The reality is that the Rainforest Café is an obnoxiously loud themed restaurant with extremely high prices, mediocre food, and lousy service. Half of the restaurant is dedicated to selling overpriced paraphernalia and pushing“Save the Rainforest” propaganda through skewed facts, cheap slogans, and an animated talking tree that gives me the willies. Don’t get me wrong – I’m all about saving the rainforest. I just prefer to have information offered to me rather than crammed down my throat with fanatical passion. I kept expecting to see a sign that read “For every stuffed animal you don’t buy, an evil lumberjack stabs a baby squirrel in the eyeball.”
The other half of the restaurant is filled with creepy animatronic animals that scream, howl and growl in a continuous barrage of “rainforest noises”. There’s a fountain with a giant, plastic alligator that lunges forward and snaps at the air occasionally, an entire wall filled with gigantic, mangy-looking gorillas that beat their chests and show their teeth, stuffed leopards twitching their tails from their plastic tree-perches, and a gigantic snake that looms overhead and hisses menacingly.

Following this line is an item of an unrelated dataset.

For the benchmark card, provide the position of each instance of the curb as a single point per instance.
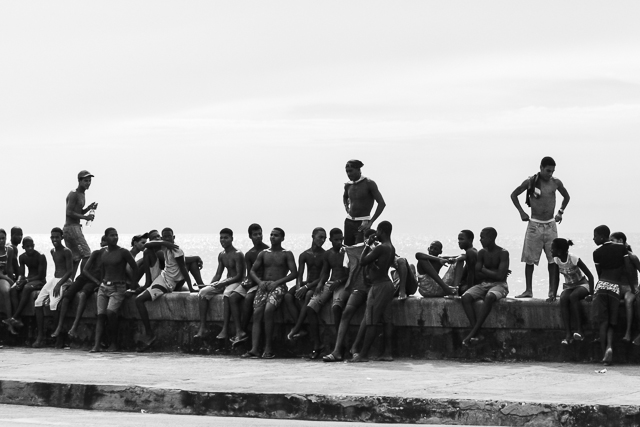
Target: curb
(380, 409)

The animals are disturbingly poor in their craftsmanship. I mean, it’s 2010. You’d think we would have made a few more advances in the moving stuffed-animal department.

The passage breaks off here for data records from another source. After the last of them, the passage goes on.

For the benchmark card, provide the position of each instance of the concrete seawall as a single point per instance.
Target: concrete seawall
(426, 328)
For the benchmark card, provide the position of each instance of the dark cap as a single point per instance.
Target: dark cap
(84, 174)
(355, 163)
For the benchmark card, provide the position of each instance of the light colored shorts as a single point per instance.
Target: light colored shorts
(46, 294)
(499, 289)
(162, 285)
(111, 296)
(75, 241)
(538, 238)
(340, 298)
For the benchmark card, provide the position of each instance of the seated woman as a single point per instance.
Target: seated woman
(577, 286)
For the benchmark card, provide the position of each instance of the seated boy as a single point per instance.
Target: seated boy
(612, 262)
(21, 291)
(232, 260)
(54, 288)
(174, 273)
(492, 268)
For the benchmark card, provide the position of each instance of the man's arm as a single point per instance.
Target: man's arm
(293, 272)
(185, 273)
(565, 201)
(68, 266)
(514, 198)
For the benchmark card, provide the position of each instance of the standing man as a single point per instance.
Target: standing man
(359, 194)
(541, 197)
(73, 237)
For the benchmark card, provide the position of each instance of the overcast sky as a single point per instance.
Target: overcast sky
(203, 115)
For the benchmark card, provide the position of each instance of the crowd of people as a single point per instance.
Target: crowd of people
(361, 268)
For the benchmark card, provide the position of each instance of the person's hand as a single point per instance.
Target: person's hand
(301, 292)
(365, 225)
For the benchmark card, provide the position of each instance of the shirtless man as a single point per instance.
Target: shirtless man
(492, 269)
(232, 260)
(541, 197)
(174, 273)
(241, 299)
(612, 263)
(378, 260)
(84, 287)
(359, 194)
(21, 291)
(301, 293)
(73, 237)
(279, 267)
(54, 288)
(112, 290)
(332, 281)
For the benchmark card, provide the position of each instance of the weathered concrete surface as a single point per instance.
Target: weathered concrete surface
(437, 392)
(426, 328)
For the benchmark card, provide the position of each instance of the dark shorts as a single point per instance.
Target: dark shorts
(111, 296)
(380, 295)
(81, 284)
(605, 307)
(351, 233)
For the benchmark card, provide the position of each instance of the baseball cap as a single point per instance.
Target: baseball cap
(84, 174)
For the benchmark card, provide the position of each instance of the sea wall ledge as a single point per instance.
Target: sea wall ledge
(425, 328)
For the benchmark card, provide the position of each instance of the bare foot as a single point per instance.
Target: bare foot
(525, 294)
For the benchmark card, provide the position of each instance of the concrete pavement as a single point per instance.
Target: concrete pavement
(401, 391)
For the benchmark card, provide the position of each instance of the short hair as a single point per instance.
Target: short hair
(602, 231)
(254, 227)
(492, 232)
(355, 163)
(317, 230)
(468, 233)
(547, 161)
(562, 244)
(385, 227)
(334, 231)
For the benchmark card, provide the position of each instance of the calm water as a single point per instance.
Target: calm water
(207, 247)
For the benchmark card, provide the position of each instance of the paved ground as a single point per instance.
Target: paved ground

Apparently we haven’t. The animals still move with that eerie, sickly jerking movement that used to terrify me at Chuck E. Cheese, and the jaws still click whenever they open and shut.
The DragonMonkey is TERRIFIED of the stuffed animals.

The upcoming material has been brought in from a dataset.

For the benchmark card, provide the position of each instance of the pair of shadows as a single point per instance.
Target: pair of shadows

The Bean and I would never have thought of eating there on our own, but as we walked by the restaurant the DragonMonkey became very, very still in our arms. He turned and buried his face against my neck, peeping out over my shoulder as his arms tightened in a stranglehold.
“Hey, Bean. Check it out. He doesn’t like the gorillas.”
The Bean looked at our quiet, oddly subdued son and laughed. “Yeah, he’s pretty still. I bet if we went in there, he wouldn’t move the entire time.”
We both gave a quick laugh, which faded at exactly the same time.
We stared at each other, eyes widening.
We shouldn’t.
We couldn’t.
No, it wasn’t right.
The poor little guy was obviously terrified. His arms were so tight it was making it difficult to breathe, and anyone who knows our son knows that for him to be still for any length of time means that something is wrong. If we were nice parents we would walk by the restaurant quickly, patting his back and crooning to him in a soothing manner.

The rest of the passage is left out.